Livilla gave a hollow laugh. ‘After all this time you expect us to believe you would risk everyone to save Poet?’

‘Garnet is with him,’ Velody said steadily, staring Ashiol down. ‘The sky infected him, you know that. For all we know, it’s taken Poet, too.’

‘Is that who you are now?’ Ashiol accused. ‘Saint Velody, who saved Poet from my claws, who saved Garnet after he was swallowed by the sky. Now you’ll let them burn?’

‘Would you risk everyone in this room to save them?’ Velody shot back, hating that she was on this side of the argument. She owed Garnet for saving her neck back in Bazeppe, before the city fell.

Ashiol did not reply, but his face said everything.



Velody spoke quietly to Delphine. ‘Let them in.’

‘Let the enemy into the one place in the f*cking city we’ve managed to keep secure?’ Delphine said in amazement. ‘I betrayed my own army to bring you all here, to keep you safe. But saints forbid we abandon the man who left you both in a pool of your own blood!’

Velody looked at Delphine. ‘Letting them die is not who we are,’ she insisted. ‘It took me long enough to drill that into the Creature Court. I can’t become the monster now, in the last moments.’

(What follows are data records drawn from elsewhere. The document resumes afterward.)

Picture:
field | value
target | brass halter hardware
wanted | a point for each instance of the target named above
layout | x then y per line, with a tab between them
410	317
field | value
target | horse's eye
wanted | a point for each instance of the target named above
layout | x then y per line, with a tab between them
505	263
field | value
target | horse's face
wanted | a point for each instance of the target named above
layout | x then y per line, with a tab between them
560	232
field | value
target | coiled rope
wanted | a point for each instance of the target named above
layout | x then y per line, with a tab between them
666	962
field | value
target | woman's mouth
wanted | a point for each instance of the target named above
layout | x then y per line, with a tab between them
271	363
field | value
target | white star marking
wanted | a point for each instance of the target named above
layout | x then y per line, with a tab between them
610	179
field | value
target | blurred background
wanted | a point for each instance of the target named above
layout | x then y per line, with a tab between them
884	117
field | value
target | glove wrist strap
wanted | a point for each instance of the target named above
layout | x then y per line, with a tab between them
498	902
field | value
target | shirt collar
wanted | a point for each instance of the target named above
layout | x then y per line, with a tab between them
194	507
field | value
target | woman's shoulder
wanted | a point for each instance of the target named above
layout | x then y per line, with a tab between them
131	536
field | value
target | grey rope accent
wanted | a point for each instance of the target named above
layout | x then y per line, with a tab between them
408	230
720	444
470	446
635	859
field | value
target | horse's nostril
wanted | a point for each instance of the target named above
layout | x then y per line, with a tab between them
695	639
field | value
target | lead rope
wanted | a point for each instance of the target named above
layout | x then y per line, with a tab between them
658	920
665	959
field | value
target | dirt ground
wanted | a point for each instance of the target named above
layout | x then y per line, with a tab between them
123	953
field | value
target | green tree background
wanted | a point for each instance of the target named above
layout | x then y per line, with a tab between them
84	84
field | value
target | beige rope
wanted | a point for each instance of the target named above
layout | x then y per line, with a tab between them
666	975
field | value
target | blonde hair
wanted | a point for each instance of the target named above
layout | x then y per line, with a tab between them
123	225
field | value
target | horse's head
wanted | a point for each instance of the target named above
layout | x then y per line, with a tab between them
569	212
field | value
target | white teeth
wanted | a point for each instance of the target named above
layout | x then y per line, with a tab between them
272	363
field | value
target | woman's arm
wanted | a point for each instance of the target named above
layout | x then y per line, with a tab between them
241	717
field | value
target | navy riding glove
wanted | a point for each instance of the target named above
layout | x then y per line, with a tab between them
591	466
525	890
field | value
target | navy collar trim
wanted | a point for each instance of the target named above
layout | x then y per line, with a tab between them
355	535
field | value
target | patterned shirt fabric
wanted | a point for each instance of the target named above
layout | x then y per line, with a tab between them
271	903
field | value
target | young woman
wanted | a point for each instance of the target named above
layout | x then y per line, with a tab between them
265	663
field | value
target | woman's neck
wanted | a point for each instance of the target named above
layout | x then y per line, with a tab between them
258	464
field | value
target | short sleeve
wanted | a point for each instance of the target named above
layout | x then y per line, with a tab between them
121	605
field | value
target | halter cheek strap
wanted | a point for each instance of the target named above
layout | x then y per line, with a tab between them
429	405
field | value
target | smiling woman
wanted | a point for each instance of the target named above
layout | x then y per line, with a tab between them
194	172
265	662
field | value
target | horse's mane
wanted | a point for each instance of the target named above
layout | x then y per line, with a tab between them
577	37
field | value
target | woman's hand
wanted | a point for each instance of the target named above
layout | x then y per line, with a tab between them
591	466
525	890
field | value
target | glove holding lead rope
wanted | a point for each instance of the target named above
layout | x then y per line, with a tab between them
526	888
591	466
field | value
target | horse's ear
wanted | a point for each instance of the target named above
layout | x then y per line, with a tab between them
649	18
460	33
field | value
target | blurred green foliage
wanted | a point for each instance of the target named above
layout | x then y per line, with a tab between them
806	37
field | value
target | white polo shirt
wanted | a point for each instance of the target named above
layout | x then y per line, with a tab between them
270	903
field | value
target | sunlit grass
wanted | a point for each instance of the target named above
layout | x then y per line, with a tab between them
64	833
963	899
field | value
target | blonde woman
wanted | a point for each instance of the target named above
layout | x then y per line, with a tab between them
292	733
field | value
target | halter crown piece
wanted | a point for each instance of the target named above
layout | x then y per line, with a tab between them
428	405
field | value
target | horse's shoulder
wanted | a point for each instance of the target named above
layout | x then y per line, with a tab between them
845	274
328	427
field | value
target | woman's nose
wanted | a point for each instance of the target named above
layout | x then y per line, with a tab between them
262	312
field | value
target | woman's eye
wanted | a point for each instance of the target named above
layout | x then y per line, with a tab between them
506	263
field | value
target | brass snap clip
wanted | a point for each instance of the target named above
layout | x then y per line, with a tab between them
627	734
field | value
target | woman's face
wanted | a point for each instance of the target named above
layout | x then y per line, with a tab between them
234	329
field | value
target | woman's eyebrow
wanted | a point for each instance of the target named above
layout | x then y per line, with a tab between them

Delphine released the catch.

A blast of rain and ice-cold wind burst through the doorway and two half-dead figures stumbled forward, crashing on the floor. Poet had burns down half his face and body, and he was hanging onto the limp, bloodstained figure of Garnet as if he had forgotten how to let go. Garnet’s body glowed with light, and waves of cold poured off his skin.

Delphine closed the door up again. ‘Of course, that does mean we’re shut in here with him,’ she said pointedly.

‘You still have the cage,’ Poet gasped. ‘Don’t you?’

Ashiol was almost gentle as he prised Poet’s fingers away from Garnet. ‘You would have made it faster if you’d left him there,’ he said.